I top my final hill on 5th Ave and approach the Designers Guild Building. I’m here. I duck around the drop arm at the parking garage and my commute is complete. Kill switch to Off. Key one click counter-clockwise. I step down hard on the center stand and the Vespa comes to rest once more. I unclip my chin strap and slide my helmet off. That wasn’t so cold after all. My gloves come off reluctantly and I stuff them inside my helmet. Locking the steering column, I slip the key into my pocket. Another ride accomplished. Another street fight won. Another great day ahead. See you after work, Good Lookin’.
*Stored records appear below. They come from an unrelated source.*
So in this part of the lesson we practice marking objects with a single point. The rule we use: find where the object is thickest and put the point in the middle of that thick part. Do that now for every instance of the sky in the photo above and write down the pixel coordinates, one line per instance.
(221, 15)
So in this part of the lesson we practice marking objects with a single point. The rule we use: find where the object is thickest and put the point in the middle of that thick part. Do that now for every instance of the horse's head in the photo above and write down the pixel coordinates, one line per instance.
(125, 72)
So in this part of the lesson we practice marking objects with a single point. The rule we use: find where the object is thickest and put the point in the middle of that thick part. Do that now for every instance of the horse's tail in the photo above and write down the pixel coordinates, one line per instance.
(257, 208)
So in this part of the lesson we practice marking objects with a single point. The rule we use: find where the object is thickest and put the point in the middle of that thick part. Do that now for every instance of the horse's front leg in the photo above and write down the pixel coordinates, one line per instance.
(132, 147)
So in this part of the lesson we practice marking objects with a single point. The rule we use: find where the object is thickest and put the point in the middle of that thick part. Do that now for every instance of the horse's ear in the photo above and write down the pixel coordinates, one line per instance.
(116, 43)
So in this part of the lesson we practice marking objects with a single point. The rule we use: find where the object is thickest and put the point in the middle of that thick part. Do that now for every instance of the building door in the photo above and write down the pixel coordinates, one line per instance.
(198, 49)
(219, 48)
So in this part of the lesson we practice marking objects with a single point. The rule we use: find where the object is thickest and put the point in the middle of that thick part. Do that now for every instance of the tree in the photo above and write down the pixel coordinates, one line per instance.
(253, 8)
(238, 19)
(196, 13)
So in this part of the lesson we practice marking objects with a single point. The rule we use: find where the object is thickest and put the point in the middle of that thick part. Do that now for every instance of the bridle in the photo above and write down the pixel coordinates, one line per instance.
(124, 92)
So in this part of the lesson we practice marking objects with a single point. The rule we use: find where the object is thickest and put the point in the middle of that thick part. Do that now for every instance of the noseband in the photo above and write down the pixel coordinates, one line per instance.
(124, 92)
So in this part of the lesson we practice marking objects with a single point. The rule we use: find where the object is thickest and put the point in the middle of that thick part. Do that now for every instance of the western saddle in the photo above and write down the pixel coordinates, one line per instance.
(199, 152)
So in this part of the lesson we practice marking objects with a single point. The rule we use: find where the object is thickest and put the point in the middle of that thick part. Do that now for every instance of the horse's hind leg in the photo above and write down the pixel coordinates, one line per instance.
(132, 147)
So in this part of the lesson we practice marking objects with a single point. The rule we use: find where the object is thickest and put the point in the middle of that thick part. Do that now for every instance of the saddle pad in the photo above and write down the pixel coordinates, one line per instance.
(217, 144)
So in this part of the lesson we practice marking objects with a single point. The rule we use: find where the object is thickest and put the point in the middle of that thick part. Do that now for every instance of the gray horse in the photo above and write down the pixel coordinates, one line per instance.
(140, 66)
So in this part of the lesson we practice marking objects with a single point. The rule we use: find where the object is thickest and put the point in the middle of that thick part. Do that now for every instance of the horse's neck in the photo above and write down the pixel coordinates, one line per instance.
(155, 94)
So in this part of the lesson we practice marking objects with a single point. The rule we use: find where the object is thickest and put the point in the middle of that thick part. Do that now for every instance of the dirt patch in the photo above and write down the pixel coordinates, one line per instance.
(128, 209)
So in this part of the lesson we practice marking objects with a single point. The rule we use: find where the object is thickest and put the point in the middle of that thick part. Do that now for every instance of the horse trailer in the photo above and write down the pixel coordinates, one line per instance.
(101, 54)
Appreciate your well written opinions on scooters.
Have you tried that walmart $20 snowmobile seat that a tall person can use to improve ergonomics on, say, the new Blur 220i (or any bike)? Lots of folks rave about the comport improvement for tall folks… and the seat is so relatively cheap to try out.
Available at Wal-Mart — particularly in minesota stores.
Good luck if you decide to try this-and please blog your thoughts.
No I haven’t tried this, although I’ve seen seat pads on other scooters. Back when I had my Blur 150, I actually asked a local leather shop to make me a seat pad, but the lady who ran the place never actually got around to it. I guess my money wasn’t green enough for her.
As for the Blur 220i, I haven’t even seen one in the flesh yet, let alone ridden it. I’m told that the seat has been shaved so that it’s more of a flat bench. Although that doesn’t improve the seat height, which was my issue.